Sy Barry


Seymour "Sy" Barry is an American comic-book and comic-strip artist, best known for his work on the strip The Phantom, which he inked for more than three decades.

Biography

Sy Barry was born in New York City in 1928, and is the brother of comics artist Dan Barry, who drew the Flash Gordon comic strip. Sy Barry attended high school at the School of Industrial Art in Manhattan, New York City beginning in 1943. His first freelance job was working on the comic book Famous Funnies. Barry began his professional career as his brother's art assistant, and by the late 1940s was working as a freelance comic-book artist, primarily as an inker for publishers including Lev Gleason, the Marvel Comics precursor Timely Comics, and the DC Comics precursor National Comics.
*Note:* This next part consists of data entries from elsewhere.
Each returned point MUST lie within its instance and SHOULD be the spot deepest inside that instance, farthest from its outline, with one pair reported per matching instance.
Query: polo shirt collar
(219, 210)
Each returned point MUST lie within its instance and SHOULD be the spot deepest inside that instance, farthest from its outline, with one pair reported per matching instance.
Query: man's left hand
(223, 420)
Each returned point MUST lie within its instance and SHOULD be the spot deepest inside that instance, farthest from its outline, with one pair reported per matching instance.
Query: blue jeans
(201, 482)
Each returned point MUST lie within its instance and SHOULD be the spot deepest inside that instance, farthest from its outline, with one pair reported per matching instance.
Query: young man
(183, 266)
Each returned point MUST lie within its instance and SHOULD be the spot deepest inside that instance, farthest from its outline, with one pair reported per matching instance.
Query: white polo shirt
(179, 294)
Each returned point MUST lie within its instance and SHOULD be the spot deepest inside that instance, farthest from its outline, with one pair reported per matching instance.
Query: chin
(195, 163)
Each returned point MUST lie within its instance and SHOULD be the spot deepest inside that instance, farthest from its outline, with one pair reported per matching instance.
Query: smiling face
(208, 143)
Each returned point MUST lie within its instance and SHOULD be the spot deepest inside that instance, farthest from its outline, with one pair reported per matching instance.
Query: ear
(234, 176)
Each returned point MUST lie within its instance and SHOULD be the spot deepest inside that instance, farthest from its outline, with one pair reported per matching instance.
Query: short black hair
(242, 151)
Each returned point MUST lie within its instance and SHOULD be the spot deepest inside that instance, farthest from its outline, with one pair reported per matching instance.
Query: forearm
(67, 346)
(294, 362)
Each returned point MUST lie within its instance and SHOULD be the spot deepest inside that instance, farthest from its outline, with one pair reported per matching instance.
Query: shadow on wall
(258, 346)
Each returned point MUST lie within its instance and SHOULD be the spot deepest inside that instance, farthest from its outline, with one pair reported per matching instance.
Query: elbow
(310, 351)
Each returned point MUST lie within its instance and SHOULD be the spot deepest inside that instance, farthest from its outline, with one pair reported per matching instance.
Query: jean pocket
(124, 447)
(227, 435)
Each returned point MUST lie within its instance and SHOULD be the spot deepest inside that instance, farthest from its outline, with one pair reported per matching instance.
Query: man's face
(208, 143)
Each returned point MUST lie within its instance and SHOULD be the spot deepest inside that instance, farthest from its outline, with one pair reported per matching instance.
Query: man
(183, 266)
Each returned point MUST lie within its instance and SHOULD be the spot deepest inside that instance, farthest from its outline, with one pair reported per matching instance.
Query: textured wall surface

At National, he worked on features including "Johnny Peril" and "The Phantom Stranger".
Barry went on assist on the King Features Syndicate comic strips Tarzan and Flash Gordon. He was hired by Capp Studio to draw Martin Luther King and the Montgomery Story, a comics pamphlet published in 1957. Barry's signature was visible on the cover of the pamphlet's first edition, but a text box covered it in later printings. The Montgomery Story, written by Alfred Hassler and Benton Resnik and distributed by the Fellowship of Reconciliation, "taught young people not just about the event itself but also about nonviolence as a tool for social change." Many decades later, the comic inspired the March trilogy by Georgia Congressman John Lewis.
In 1961, upon the death of The Phantom artist Wilson McCoy, who had succeeded creator Lee Falk and subsequent artist Ray Moore, King Features hired Barry to take over that strip. Barry remained on it for more than 30 years until his retirement in 1995. Barry frequently used pencil artists on the strip, working primarily as an inker, though he often drew entire stories when time permitted. In a 1998 interview, Barry said at one point that he had pencilled the strip for 33 years, and at another point indicates 37 years.